Question

How much of 80% pure CaCO3 will be required to produce 44.8 L of CO2 at STP?

Answer 1

Hey dear,

● Answer- 250 g

● Solution-
Reaction is
CaCO3 ---> CaO + CO2

According to ideal gas eqn-
n = V / V0 where
V0 = volume at STP
n = 44.8 / 22.4
n = 2

No of moles of CO2 = No of moles of CaCO3

Weight of 80% pure CaCO3 = M × n / purity
Weight of 80% pure CaCO3 =
100/80 × 100 × 2
Weight of 80% pure CaCO3 =
250 g

Hope that was useful...

Answer 2

Answer:- 250 g

Solution:- The balanced equation for the decomposition of calcium carbonate to give carbon dioxide is:

$CaCO_3\rightarrow CaO+CO_2$

From above equation, there is 1:1 mol ratio between calcium carbonate and carbon dioxide, so the moles of calcium carbonate required will exactly be equal to the moles of carbon dioxide formed.

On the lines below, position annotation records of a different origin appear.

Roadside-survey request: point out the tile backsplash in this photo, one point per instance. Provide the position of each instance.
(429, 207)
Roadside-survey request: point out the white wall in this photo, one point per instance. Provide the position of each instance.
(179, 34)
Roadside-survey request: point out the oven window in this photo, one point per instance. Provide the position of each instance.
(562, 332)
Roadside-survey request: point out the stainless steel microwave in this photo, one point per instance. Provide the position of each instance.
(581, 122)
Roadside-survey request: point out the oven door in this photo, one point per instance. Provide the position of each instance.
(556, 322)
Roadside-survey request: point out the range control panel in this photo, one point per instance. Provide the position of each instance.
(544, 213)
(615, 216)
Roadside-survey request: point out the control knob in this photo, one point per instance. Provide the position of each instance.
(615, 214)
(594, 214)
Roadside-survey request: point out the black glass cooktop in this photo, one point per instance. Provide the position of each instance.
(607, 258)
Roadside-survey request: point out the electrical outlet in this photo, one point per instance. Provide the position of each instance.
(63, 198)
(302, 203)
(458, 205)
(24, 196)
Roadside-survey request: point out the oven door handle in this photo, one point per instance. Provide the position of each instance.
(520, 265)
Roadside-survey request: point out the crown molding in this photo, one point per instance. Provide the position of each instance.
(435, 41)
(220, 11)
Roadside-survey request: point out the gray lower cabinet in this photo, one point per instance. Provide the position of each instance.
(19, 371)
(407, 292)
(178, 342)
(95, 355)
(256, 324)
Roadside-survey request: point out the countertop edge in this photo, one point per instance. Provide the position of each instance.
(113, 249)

moles of carbon dioxide are calculated from its given STP volume. For STP, we know that the volume of 1 mol of the gas is 22.4 L. So:

$44.8LCO_2(\frac{1mol}{22.4L)})$

= $2molCO_2$

Now, the moles of calcium carbonate are calculated as:

$2molCO_2(\frac{1molCaCO_3}{1molCO_2})$

= $2molCaCO_3$

Molar mass of calcium carbonate is 100 gram per mol. Multiply the moles by molar mass to get the grams.

$2molCaCO_3(\frac{100g}{1mol})$

= 200g

The sample is 80% pure. It means 100 g sample has only 80 g calcium carbonate. How many grams of the sample would have 200 g of calcium carbonate. It is calculated as:

$200gCaCO_3(\frac{100gsample}{80gCaCO_3})$

= 250g sample

Hence, 250 g of 80% pure calcium carbonate will be required.